BRIEF DESCRIPTION OF THE DRAWINGS

[0018] FIG. 1 is Block Diagram of an embodiment of the layering of data across time, space, and measurable or observable phenomena.

[0019] FIG. 2 is a Block Diagram of an embodiment for a Coastal Aquatic Conditions Reporting System Using a Learning Engine.

[0020] FIG. 3 is a Block Diagram of an embodiment of Data Sources for a Coastal Aquatic Conditions Reporting System Using a Learning Engine.

[0021] FIG. 4 is a Block Diagram of an embodiment of a Learning Engine for a Coastal Aquatic Conditions Reporting System.

[0022] FIG. 5 is a Block Diagram of an embodiment of a Master Knowledge Base for a Coastal Aquatic Conditions Reporting System.

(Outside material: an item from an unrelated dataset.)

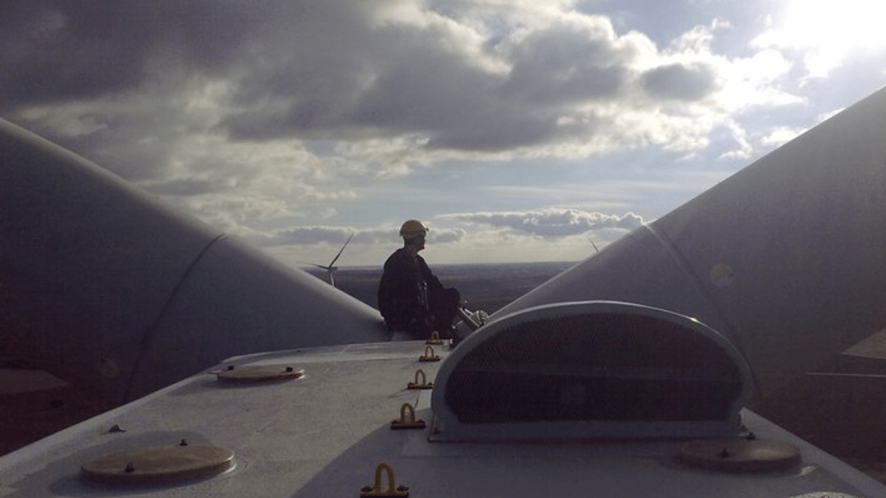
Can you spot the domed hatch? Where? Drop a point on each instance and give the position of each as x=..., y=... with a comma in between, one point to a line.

[0023] FIG. 6 is a Block Diagram of an embodiment of a Data Cleaner for a Coastal Aquatic Conditions Reporting System.

[0024] FIG. 7 is a Block Diagram of an embodiment of a Learning Module for a Coastal Aquatic Conditions Reporting System.

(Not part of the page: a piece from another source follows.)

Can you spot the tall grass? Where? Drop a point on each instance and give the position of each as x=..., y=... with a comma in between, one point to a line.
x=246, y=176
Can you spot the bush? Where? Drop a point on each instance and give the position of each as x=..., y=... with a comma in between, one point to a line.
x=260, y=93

[0025] FIG. 8 is a Block Diagram of an embodiment of a Library of Learning Algorithms for a Coastal Aquatic Conditions Reporting System.

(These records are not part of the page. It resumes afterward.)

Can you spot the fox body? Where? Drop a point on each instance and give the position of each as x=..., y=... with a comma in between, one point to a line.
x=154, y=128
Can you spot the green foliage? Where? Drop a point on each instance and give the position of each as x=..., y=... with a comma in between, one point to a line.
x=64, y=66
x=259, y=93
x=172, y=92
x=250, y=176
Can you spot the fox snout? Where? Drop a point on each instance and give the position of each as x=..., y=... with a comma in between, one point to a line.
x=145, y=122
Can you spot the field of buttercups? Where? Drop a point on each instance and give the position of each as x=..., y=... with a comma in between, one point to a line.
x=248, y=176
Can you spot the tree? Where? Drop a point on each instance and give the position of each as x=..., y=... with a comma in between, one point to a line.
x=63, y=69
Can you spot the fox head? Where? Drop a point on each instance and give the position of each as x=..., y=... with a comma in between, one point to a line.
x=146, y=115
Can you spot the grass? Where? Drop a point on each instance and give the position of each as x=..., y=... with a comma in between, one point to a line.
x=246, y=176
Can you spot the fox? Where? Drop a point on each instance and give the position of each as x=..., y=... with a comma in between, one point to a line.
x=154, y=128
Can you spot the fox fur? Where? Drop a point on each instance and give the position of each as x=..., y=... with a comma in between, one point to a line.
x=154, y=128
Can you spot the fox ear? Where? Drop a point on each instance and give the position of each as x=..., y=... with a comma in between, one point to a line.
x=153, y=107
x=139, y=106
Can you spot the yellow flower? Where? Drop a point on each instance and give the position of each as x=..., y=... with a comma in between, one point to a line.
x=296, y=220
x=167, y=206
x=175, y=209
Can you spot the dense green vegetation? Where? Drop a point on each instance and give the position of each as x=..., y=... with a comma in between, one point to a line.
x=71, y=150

[0026] FIG. 9 is a Block Diagram of an embodiment of a User Interface for a Coastal Aquatic Conditions Reporting System.

DETAILED DESCRIPTION OF THE INVENTION

[0027] One or more specific embodiments of the present disclosure are described below. When introducing elements of various embodiments of the present disclosure, the articles "a," "an," "the," and "said" are intended to mean that there are one or more of the elements. The terms "comprising," "including," and "having" are intended to be inclusive and mean that there may be additional elements other than the listed elements. Any examples of operating parameters and/or environmental conditions are not exclusive of other parameters/conditions of the disclosed embodiments.

[0028] The embodiments described herein relate to a computer implemented method that includes a digital learning engine comprised of machine learning algorithms that economically scales up and speeds up the processing of massively large data sets of observations and measurements of coastal aquatic conditions to produce practically useful information in the form of what is called herein a set of policies. These policies comprise guidelines, best practices, mitigation and remediation products, procedures and processes, and other forms of information about how a threat to a coastal aquatic area can be legally and effectively addressed by people and organizations.

[0029] FIG. 1 is Block Diagram of an embodiment of the layering of coastal aquatic condition data and other relevant data across time, space, and measurable or observable phenomena but which are collected, stored, managed, and analyzed in a wide variety of places by a wide variety of organizations. There is a massive amount of information in geographic information systems (GIS) created and managed by federal, state, and local government organizations that are organized in Geographic Data Base Layers 110. These layers include Land Parcels 111, Zoning 112, Topography 113, Wetlands 114 that include information about coastal aquatic areas, population and building density data in Demographics 115, indications of Land Cover 116 such as natural, agriculture, landscaping, digital pictures from overhead cameras in Imagery 117, and roads and natural features in Base Maps 118. The Wetlands 114 layers in most GIS are usually limited to geographic features.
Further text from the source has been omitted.